Kemp described Lewis' account of the meeting as "completely spurious," saying that "we were not asked to vote and say (whether it was a Leonardo) ... It was a very controlled, responsible process. I was put under no pressure at all to express an opinion."
In a statement emailed to CNN, the National Gallery defended the decision to attribute the painting to Leonardo in its 2011 exhibition, saying it "makes careful consideration before including any loan in an exhibition."
"It weighs up the advantage in including it -- the benefit to the public in seeing the work, the advantage to the argument and scholarship of the exhibition as a whole," the statement continued. "On that occasion we felt that it would be of great interest to include 'Salvator Mundi' in (the exhibition) as a new discovery as it was an important opportunity to test a new attribution by direct comparison with works universally accepted as Leonardo's."
Amid the disputes, what is less debatable is that any change in attribution would be hugely damaging to the artwork's value -- as well as the credibility of institutions involved in its authentication. Lewis, who said that "as a workshop painting this picture would fetch between $1.5 and $20 million," also speculated that the current owner may be keeping the artwork hidden to protect it from further scrutiny.
"I think (the owner is) worried about exposing the painting to the oxygen of public display," he said. "What's that going to do? Lots of people can come and discuss whether it's a Leonardo or not ... the picture would come in for a lot of criticism. I think its authenticity would be argued over.
"The simple fact is that the world's greatest Leonardo experts are divided about the attribution of this painting."
For all the public wrangling over its attribution, fascination with the "Salvator Mundi" initially stemmed from its remarkable history.
Thought to have been commissioned by Louis XII of France, the artwork was later owned by England's Charles I. Some historians believe it was later kept in the private chambers of Charles II's wife, Henrietta Maria.
But the painting's storied past is also filled with long periods in which -- like today -- its whereabouts were unknown.
The "Salvator Mundi" was unaccounted for between 1763 and 1900, when it was acquired by the painter and collector Sir Charles Robinson (at which time it was still being credited as the work of Luini). It sold at Sotheby's in 1958 for just £45 (approximately $57), and then again disappeared before resurfacing at a small auction house in the US.
It was here that Simon and Parrish took their gamble.
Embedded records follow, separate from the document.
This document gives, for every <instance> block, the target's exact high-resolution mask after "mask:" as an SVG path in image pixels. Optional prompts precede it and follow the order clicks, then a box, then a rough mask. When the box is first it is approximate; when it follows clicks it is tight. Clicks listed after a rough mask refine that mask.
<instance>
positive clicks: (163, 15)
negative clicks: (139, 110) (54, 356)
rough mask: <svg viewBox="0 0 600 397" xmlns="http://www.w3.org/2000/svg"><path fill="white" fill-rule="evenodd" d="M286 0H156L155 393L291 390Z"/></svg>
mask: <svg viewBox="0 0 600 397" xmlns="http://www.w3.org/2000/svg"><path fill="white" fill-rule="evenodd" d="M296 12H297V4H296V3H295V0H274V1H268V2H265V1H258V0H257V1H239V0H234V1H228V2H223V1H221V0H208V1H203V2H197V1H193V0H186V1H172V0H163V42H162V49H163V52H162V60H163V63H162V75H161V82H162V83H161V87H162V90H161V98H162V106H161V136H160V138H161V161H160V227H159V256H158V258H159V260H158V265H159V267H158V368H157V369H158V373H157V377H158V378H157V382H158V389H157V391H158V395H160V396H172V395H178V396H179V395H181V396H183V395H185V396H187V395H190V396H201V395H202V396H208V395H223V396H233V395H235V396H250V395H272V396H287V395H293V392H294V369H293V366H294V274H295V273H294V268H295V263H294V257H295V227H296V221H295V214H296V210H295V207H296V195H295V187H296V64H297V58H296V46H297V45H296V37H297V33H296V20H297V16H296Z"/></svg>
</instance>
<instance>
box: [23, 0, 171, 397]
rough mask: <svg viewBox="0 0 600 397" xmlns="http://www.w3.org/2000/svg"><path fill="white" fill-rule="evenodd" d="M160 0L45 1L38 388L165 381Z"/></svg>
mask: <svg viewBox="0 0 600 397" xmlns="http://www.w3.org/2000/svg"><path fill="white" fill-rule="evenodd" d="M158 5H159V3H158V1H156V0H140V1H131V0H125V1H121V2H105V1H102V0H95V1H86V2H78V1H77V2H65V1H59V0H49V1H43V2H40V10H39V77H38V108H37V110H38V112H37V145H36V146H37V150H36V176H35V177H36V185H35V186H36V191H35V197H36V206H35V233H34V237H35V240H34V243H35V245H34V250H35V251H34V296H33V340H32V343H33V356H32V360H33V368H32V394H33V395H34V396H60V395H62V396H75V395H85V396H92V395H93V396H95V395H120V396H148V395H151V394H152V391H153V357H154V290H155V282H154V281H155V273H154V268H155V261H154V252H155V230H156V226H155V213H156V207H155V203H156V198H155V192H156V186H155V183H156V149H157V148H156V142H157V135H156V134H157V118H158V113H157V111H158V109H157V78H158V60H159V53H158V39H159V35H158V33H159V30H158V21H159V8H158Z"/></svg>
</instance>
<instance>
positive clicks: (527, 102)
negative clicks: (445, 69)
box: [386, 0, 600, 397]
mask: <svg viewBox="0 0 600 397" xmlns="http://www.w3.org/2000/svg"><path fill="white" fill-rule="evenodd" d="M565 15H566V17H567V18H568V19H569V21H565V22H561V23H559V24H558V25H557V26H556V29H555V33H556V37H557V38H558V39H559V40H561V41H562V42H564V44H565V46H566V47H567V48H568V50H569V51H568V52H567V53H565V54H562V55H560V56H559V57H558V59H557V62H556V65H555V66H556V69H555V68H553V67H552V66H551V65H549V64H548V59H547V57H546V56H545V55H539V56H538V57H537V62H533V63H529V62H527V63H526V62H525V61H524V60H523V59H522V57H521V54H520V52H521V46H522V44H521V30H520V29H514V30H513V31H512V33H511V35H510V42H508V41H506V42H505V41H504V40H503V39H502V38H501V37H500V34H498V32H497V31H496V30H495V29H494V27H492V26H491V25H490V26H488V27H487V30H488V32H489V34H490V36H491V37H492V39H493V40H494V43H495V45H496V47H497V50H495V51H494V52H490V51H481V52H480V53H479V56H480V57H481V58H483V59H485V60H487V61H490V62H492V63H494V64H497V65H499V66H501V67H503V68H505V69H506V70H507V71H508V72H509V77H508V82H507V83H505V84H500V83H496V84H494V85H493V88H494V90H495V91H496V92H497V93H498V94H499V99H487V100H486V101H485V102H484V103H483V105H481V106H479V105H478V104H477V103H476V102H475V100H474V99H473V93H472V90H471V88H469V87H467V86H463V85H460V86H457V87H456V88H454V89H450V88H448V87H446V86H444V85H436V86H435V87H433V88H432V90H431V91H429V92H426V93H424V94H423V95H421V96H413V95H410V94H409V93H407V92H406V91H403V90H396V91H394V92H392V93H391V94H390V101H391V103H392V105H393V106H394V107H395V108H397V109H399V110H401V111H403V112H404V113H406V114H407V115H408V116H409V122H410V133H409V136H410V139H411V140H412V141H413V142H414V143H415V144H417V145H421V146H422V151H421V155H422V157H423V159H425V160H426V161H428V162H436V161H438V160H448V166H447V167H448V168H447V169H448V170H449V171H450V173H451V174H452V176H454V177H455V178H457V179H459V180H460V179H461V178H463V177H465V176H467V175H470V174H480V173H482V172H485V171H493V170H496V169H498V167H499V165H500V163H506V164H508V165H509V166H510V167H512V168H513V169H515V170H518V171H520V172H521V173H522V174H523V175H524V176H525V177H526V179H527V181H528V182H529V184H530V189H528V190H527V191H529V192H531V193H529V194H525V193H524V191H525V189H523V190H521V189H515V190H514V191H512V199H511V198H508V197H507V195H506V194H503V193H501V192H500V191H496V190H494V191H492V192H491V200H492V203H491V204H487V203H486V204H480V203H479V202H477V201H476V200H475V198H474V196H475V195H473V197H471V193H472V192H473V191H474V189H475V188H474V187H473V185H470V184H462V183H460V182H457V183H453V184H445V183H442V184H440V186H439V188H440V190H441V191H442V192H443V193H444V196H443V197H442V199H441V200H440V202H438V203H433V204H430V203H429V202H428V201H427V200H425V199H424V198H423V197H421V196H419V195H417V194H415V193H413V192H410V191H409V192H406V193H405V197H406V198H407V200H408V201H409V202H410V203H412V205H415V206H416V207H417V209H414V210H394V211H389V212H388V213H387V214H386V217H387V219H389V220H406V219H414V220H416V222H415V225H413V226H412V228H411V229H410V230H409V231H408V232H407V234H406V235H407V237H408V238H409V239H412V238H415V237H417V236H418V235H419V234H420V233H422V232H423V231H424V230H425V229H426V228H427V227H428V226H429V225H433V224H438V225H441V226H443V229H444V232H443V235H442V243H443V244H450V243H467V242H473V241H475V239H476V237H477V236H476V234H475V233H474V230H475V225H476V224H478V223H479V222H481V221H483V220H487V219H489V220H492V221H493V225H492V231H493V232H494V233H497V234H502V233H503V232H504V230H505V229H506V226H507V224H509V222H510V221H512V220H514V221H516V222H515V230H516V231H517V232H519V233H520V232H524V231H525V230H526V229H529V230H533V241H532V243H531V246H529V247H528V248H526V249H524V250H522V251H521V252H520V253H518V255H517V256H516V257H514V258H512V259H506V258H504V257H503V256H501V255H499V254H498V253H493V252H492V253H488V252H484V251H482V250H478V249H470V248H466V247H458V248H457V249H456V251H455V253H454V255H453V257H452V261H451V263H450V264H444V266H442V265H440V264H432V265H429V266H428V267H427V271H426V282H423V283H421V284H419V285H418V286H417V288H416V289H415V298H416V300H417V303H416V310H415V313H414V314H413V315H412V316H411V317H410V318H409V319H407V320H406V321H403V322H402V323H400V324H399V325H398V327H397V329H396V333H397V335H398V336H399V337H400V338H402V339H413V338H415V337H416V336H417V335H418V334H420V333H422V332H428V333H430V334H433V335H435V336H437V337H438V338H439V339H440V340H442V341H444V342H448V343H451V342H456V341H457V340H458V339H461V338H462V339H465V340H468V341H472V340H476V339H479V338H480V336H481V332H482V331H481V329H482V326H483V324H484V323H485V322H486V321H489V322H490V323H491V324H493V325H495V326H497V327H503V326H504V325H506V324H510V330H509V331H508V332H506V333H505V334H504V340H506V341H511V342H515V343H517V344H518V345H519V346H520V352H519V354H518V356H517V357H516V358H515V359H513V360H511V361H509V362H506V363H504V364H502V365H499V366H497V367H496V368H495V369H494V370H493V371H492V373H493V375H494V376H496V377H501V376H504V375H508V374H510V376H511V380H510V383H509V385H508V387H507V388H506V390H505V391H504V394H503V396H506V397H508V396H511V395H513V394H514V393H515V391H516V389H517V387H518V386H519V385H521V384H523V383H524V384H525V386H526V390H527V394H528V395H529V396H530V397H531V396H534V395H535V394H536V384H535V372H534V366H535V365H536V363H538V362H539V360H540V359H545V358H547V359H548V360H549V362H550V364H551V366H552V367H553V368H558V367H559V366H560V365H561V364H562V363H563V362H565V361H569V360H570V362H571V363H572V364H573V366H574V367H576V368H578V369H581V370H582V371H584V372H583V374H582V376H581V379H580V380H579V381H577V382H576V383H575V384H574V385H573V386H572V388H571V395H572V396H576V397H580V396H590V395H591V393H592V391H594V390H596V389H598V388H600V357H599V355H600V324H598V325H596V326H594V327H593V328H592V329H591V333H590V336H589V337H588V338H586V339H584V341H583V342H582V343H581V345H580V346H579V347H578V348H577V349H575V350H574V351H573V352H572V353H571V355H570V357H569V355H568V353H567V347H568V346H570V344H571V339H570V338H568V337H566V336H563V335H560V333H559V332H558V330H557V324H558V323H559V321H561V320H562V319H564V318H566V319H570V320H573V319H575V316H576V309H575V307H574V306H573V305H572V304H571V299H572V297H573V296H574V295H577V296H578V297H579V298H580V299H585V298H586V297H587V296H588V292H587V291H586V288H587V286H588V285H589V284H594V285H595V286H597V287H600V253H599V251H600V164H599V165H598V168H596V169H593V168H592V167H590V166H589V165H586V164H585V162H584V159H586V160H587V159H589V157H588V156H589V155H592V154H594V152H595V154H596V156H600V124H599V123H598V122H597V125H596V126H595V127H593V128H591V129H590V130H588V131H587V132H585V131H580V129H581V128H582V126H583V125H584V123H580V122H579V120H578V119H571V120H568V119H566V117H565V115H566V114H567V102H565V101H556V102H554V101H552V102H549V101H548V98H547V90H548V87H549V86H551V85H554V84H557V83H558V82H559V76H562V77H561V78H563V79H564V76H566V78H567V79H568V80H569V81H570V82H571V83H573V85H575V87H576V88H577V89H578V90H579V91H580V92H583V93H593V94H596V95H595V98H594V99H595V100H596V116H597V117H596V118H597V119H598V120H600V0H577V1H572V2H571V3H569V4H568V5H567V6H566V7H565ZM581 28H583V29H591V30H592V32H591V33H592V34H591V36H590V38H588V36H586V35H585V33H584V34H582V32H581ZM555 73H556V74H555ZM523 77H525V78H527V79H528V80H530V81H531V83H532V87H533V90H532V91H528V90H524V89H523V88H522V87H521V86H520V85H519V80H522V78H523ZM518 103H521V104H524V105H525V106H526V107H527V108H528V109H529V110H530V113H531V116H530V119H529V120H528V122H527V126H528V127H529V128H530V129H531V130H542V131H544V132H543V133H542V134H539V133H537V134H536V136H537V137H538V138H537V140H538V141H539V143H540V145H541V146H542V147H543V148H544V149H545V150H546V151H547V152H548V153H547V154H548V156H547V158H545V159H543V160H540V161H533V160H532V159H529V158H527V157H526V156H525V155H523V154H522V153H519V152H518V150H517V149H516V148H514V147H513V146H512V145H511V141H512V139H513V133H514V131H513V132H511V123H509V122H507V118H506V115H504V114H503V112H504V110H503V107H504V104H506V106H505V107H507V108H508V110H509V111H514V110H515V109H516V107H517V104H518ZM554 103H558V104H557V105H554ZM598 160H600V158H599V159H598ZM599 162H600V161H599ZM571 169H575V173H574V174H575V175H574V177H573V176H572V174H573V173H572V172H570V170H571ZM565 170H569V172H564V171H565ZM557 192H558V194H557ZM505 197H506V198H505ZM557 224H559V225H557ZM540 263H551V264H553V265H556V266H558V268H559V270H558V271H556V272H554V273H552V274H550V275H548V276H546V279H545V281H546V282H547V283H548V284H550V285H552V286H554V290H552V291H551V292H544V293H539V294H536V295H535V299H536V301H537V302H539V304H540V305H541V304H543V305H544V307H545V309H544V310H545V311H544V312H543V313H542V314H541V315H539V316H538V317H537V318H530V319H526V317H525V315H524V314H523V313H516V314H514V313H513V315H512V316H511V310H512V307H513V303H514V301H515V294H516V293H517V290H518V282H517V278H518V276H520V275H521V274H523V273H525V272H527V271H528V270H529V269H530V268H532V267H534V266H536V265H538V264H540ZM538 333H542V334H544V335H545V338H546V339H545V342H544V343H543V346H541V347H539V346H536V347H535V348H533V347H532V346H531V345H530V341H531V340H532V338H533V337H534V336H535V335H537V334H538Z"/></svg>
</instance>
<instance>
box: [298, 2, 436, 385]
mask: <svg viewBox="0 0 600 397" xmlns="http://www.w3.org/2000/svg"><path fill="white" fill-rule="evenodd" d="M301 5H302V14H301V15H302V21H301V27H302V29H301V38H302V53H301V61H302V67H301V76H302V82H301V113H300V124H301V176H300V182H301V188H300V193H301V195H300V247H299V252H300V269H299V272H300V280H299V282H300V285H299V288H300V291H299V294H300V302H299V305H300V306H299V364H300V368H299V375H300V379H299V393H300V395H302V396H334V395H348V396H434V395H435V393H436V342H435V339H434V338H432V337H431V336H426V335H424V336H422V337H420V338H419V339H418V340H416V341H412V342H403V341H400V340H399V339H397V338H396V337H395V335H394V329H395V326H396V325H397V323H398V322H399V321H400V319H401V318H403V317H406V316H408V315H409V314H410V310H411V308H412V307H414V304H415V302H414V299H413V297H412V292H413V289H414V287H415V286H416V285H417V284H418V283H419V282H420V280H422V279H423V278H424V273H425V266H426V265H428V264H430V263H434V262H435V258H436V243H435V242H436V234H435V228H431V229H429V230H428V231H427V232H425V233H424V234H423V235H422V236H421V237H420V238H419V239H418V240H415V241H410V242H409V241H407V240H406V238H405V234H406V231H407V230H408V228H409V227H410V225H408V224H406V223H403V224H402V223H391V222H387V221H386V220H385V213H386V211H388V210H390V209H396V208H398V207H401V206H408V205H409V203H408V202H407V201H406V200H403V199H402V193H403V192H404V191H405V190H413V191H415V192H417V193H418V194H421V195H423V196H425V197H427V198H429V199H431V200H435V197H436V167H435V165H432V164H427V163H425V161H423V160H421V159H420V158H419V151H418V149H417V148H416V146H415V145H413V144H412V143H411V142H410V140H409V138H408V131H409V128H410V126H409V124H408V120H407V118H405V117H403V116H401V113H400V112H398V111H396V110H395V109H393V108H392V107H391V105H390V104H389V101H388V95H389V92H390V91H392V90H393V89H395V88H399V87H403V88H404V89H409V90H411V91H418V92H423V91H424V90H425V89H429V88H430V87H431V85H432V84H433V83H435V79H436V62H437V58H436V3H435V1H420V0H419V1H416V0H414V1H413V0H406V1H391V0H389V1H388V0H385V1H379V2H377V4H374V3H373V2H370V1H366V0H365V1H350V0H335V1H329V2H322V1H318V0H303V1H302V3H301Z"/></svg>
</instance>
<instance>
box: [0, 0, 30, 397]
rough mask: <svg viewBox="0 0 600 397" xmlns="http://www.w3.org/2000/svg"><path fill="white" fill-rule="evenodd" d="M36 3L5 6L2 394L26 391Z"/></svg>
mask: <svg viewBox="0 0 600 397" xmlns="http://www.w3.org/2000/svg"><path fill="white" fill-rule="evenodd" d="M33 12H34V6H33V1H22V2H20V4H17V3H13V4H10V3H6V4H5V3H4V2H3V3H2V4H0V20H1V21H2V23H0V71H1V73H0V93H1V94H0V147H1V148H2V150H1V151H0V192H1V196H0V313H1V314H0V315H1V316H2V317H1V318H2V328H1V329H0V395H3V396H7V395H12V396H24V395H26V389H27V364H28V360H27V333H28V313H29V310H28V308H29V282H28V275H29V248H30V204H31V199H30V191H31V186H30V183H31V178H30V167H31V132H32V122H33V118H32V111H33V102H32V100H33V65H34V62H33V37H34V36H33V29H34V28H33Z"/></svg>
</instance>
And in 2013, following the painting's authentication, they sold it for $80 million (more than 8,000 times what they had paid for it) to Swiss art dealer Yves Bouvier, who, shortly after, sold it to Russian businessman Dmitry Rybolovlev for $127.5 million.
This rags-to-riches tale -- coupled with the painting's rich provenance and the fact that it's considered one of around 20 surviving Leonardo works -- proves, perhaps, that the value of an artwork is as much about its story as its aesthetic value.
But recent twists in this remarkable tale may have had the opposite effect.
"I think it would be very difficult to sell it now for $450 million," Lewis said. "It would just be impossible -- it's too controversial."
The Saudi government and the Louvre Abu Dhabi had not responded to CNN's requests for comment at the time of publication.